Nouveaux chapitres

TeDomum est une association loi 1901 depuis 2014, mais nous bidouillons bien avant cela, et certains de nos services hébergent des données vieilles de 2007 ou 2008. Par curiosité, comme nous étions certains que c'était le nôtre et pas la photo privée d'un·e utilisateur·trice peu consentant·e, nous avons déterré le premier fichier déposé sur notre service d'hébergement d'images, à l'époque accessible à une toute autre adresse (âmes sensibles s'abstenir).

Piano

En creusant dans nos propres archives, nous avons aussi déniché quelques exemples fleuris, notre site Web de 2014 sous Dokuwiki, l'installation d'un serveur ou encore l'étude des températures de disque dur à la même époque ; la gestion de nos configurations Salt ou encore l'administration de notre serveur mail jusqu'en 2015. Autant de souvenirs qui n'appellent qu'une brève rétrospective jamais franchement écrite, et qui résume notre petit parcours de CHATONS.

Oui, ce billet est outrageusement tourné vers le passé pour un début janvier, mais nous promettons depuis trop longtemps d'écrire un bout de notre histoire pour ne pas profiter aujourd'hui de l'occasion.

Avant même TeDomum

Aux origines étaient NSM (sombre cadriciel pour du développement PHP) et l'application principale (la seule ?) qui l'employait : Dreamseed.
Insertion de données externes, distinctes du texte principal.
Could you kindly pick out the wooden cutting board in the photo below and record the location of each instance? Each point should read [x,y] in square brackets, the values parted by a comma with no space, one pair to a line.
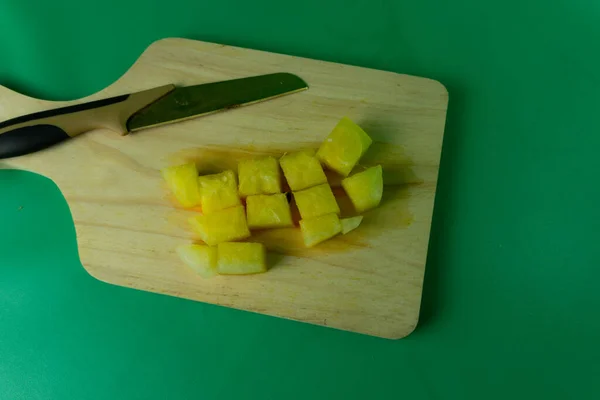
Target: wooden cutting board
[369,281]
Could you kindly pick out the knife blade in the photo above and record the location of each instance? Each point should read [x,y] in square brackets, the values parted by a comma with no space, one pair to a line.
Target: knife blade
[142,110]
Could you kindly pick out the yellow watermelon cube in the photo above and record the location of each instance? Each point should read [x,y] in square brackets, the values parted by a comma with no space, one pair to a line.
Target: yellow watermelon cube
[268,211]
[344,146]
[365,188]
[241,258]
[259,176]
[182,181]
[319,229]
[350,224]
[221,226]
[316,201]
[302,170]
[202,259]
[218,191]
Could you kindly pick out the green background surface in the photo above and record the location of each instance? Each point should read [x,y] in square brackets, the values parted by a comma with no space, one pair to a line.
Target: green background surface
[511,303]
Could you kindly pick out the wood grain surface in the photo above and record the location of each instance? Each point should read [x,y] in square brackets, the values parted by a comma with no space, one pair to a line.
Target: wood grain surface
[369,281]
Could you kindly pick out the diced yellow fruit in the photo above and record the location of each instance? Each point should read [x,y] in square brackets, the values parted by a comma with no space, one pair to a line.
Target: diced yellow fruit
[316,201]
[182,181]
[350,224]
[268,211]
[202,259]
[218,191]
[241,258]
[302,170]
[221,226]
[319,229]
[365,188]
[344,146]
[259,176]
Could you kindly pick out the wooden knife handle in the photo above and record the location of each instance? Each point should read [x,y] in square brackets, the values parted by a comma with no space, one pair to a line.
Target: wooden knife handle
[33,132]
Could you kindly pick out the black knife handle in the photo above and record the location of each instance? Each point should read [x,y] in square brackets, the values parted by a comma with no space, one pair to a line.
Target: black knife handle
[28,139]
[33,132]
[37,131]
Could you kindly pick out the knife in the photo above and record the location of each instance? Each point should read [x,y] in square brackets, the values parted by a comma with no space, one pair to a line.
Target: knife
[136,111]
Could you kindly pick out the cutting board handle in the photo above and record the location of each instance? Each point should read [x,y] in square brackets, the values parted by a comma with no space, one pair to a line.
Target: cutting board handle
[33,132]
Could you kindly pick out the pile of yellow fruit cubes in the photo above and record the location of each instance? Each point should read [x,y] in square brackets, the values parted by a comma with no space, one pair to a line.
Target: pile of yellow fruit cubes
[233,206]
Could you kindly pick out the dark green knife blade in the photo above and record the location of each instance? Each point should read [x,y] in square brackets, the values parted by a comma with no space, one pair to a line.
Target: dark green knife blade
[131,112]
[184,103]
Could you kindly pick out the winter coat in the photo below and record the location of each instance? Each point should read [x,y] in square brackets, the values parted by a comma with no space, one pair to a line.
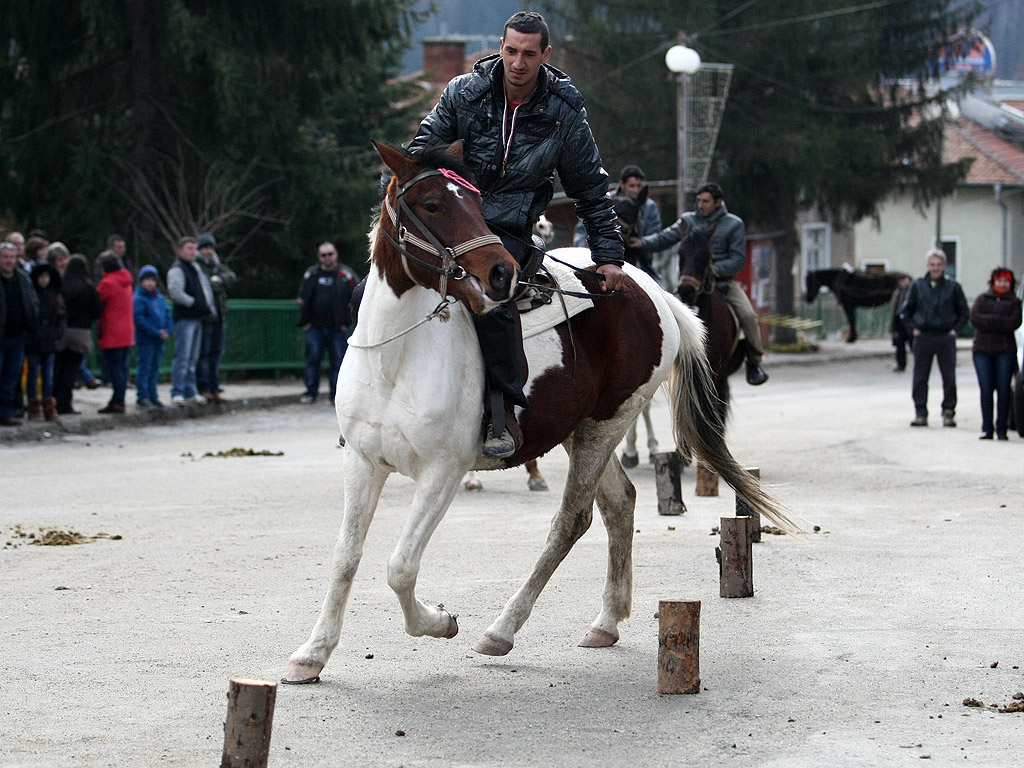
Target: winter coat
[221,278]
[152,315]
[935,308]
[117,325]
[342,283]
[30,303]
[551,134]
[994,320]
[52,316]
[190,291]
[728,244]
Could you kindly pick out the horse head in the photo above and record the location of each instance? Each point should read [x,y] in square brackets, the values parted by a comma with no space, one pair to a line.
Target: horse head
[694,262]
[432,232]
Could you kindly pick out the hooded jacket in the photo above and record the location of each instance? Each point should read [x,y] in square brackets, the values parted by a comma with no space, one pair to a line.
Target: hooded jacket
[551,133]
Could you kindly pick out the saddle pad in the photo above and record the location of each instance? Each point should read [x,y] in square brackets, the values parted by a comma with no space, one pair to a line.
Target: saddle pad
[547,316]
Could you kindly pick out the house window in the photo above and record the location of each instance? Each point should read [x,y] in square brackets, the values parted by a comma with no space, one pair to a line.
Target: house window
[815,247]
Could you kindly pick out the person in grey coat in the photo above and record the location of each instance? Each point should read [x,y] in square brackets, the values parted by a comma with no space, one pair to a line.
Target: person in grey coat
[728,247]
[934,310]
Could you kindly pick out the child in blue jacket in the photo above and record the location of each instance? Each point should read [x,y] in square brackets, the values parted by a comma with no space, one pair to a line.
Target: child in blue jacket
[153,328]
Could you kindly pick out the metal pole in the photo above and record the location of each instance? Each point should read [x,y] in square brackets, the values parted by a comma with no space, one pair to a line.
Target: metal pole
[682,119]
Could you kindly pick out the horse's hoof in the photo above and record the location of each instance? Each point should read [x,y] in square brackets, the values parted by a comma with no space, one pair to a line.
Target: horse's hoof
[453,629]
[492,645]
[302,674]
[598,639]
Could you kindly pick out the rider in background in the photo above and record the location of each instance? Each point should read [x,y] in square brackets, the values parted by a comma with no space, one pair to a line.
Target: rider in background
[728,246]
[521,120]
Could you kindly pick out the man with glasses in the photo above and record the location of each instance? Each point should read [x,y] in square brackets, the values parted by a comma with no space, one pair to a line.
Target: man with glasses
[326,315]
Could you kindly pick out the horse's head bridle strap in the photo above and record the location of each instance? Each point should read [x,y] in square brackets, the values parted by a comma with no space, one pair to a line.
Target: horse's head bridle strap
[450,268]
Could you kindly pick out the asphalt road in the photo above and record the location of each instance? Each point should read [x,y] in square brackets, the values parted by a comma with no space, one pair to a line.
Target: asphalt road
[858,648]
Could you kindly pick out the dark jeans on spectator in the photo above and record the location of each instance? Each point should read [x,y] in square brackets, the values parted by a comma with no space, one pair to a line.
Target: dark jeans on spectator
[11,360]
[994,374]
[942,347]
[208,368]
[116,360]
[318,340]
[66,372]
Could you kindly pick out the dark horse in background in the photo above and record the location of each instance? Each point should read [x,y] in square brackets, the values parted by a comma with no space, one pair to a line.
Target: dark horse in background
[724,347]
[854,289]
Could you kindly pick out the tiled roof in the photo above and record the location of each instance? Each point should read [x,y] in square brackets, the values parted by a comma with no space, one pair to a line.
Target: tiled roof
[995,160]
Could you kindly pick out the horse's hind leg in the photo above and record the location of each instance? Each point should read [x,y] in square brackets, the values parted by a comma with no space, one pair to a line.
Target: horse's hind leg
[615,500]
[429,505]
[630,458]
[651,439]
[589,451]
[363,488]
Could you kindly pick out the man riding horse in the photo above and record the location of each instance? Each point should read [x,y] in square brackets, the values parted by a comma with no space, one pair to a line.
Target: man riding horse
[521,120]
[728,246]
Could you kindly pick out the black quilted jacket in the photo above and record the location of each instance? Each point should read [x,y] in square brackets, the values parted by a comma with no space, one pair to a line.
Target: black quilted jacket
[551,135]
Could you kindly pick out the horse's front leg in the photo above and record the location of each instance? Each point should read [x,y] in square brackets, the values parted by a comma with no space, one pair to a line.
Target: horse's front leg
[363,489]
[615,500]
[431,501]
[589,451]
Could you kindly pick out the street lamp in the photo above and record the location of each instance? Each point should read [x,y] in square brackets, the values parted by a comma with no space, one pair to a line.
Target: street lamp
[682,61]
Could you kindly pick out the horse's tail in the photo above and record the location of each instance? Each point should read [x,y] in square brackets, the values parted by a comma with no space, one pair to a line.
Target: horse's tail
[696,420]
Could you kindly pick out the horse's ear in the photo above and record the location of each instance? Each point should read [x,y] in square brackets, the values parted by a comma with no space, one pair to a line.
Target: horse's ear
[394,158]
[456,150]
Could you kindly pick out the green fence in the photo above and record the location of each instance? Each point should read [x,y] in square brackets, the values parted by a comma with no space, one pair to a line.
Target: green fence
[262,336]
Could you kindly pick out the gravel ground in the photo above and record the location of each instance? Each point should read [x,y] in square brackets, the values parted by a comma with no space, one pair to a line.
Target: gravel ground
[858,648]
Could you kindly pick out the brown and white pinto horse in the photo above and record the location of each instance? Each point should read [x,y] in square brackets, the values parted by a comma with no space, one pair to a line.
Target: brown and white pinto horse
[411,400]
Ce site Web communautaire cherchait de l'hébergement bon marché, jusqu'alors abrité chez Infomaniak mais sans le sou pour aller bien plus loin. Il y a juste 15 ans – 2006 –, le décor est planté.

C'est ainsi que Dreamhost et Bluehost se sont montrés accueillants. Les deux géants de l'époque en hébergement Web mutualisé proposaient des interfaces d'administration suffisamment spartiates pour que les bricoleurs y fraient un chemin pas toujours licite. Les serveurs étaient accessibles en SSH pour y déposer et gérer directement les applications Web, offrant tout loisir d'y installer des bases de données alternatives et autres démons ne requerrant que des ports non privilégiés. Les performances n'étaient pas au rendez-vous, mais c'est ainsi pour quelques euros par mois que débutait l'hébergement de bases MySQL agrémentant les applications et d'un bouncer IRC communautaire, qui devait être resuscité chaque fois que l'hébergeur procédait à un redémarrage impromptu.

Rapidement la « solution » a montré ses limites. Les premiers hébergeurs IaaS bon marché faisaient leur apparition, dans les offres de OVH ou même de Digicube. Egalement, le débit des lignes ADSL devenait franchement compatible avec l'auto-hébergement. Les quelques services pirates ont donc rapidement migré, en doublant les approches : le cloud pour ce qui consommait de la bande passante, le salon pour le reste.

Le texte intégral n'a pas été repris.